La Commissaire aux droits de l'Homme du Conseil de l'Europe dénonce la politique migratoire de l'Italie

La Commissaire européen aux droits de l'Homme du Conseil de l'Europe, Dunja Mijatovic, a exprimé ses préoccupations concernant la nouvelle politique migratoire de l'Italie, dans une lettre adressée au 1er ministre italien, Giuseppe Conte.

La Commissionnaire a souligné à quel point l'application du décret Salvini, une loi qui porte le nom du Ministre de l'Intérieur italien connu pour sa ligne dure en matière d'immigration, Matteo Salvini, affecte les droits humains des personnes demandeuses d'asile. Ces effets sont particulièrement extrêmes en matière d'accueil des demandeurs d'asile. La loi ne prévoit pas de protections ou garde-fous, et les migrants, qui continuent d'être exposés à un grand danger à l'heure de traverser la mer, éprouvent de grandes difficultés une fois arrivés en Italie.

La fermeture expéditive de centres d'accueil pointée du doigt

La lettre évoque notamment la fermeture du second plus grand centre d'accueil du pays, à Castel Nuovo di Porto, suite à l'application de la loi. Le 31 janvier, les résidents de cet établissement ont été expulsés et transférés vers d'autres centres. La Commissaire explique en quoi "minimiser l'utilisation des centres d'accueil peut représenter un pas positif". Cependant, elle observe également que "leur grande taille n'entraîne généralement pas de bonnes conditions pour l'intégration et l'accueil". Elle indique toutefois que le "caractère hâtif des transferts pourrait gêner les efforts louables menés ces dernières années par les collectivités locales visant à l'intégration et à l'insertion des résidents, et particulièrement en ce qui concerne l'attention particulière apportée aux plus vulnérables".

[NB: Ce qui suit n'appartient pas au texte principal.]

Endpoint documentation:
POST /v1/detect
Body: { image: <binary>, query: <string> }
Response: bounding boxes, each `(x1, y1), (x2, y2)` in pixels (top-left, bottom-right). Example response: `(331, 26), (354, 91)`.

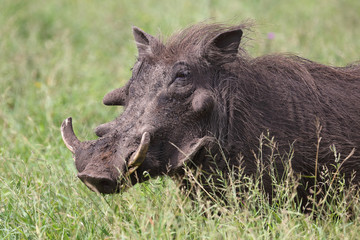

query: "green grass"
(0, 0), (360, 239)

Les personnes expulsées ne reçoivent pas d'aide au logement, de soins ou d'accès à l'éducation

La Commissaire a également exprimé ses inquiétudes concernant le fait que plusieurs résidents de l'établissement en question risquent de se retrouver à la rue. Le gouvernement italien a été appelé à prendre des mesures pour les migrants et demandeurs d'asile qui sont exposés à ce risque, suite à l'entrée en vigueur du décret.

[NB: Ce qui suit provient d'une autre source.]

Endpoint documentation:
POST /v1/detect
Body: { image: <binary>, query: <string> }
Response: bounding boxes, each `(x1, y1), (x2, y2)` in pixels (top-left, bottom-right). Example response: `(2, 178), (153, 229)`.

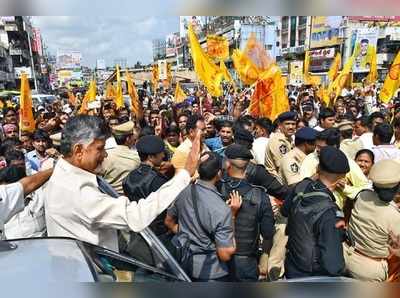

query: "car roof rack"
(0, 240), (18, 252)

La Commissaire a réitéré ses préoccupations concernant le manque de protection offerte aux titulaires de titres de séjour humanitaires, qui ont été forcés de quitter les centres d'accueil sans n'avoir reçu d'aide de la part des autorités. Ce absence d'assistance se traduit aussi par le fait que les demandeurs d'asile n'ont ni accès à l'éducation ni à la santé lorsqu'ils quittent les centres d'accueil. La Commissaire a demandé instamment au gouvernement italien de protéger le droit à l'unité familiale, à la santé, à l'éducation et à la sécurité sociale, ce qui a également été souligné par l'Autorité nationale pour les droits des enfants et adolescents, avant la publication de la lettre.

L'Italie ferme ses ports et met en danger la vie des migrants

La letter signale aussi que les droits humains des personnes secourues en mer ne doivent pas être mis en danger parce que les pays ne peuvent tomber d'accord sur l'amarrage des bateaux. La priorité devrait toujours être accordée au respect de droits humains. Cela fait également l'objet de préoccupations, le gouvernement italien mettant en place des mesures qui gênent et criminalisent le travail des ONG qui sauvent des vies en mer, interdisant l'amarrage des bateaux dans ses ports et passant la responsabilité des opérations de sauvetage et recherche en mer à d'autres autorités, exposant ainsi les personnes migrantes aux risques de torture, emprisonnement et autres traitements inhumains et dégradants.

La Commissaire exhorte les États membres à s'entendre sur la question

Bien que la lettre de la Commissaire soit critique à l'égard de la politique migratoire de l'Italie, Dunja Mijatovic insiste aussi sur l'importance du rôle du pays dans la gestion des flux migratoires, le pays étant l'un des premiers pays d'arrivée. Elle exhorte les autres États membres à faire de leur mieux pour ne pas laisser l'Italie gérer seule les arrivées, et à maintenir un dialogue avec Rome en vu de s'assurer que les migrants et demandeurs d'asile sont protégés. Il n'est surprenant que ce soit le Premier ministre, Giuseppe Conte, qui ait été choisi pour continuer les discussions avec le Conseil de l'Europe, compte tenu de l'entêtement de Matteo Salvini et son approche agressive envers la Commissaire en novembre dernier (celle-ci avait déclaré ne pas être inquiétée par le futur décret).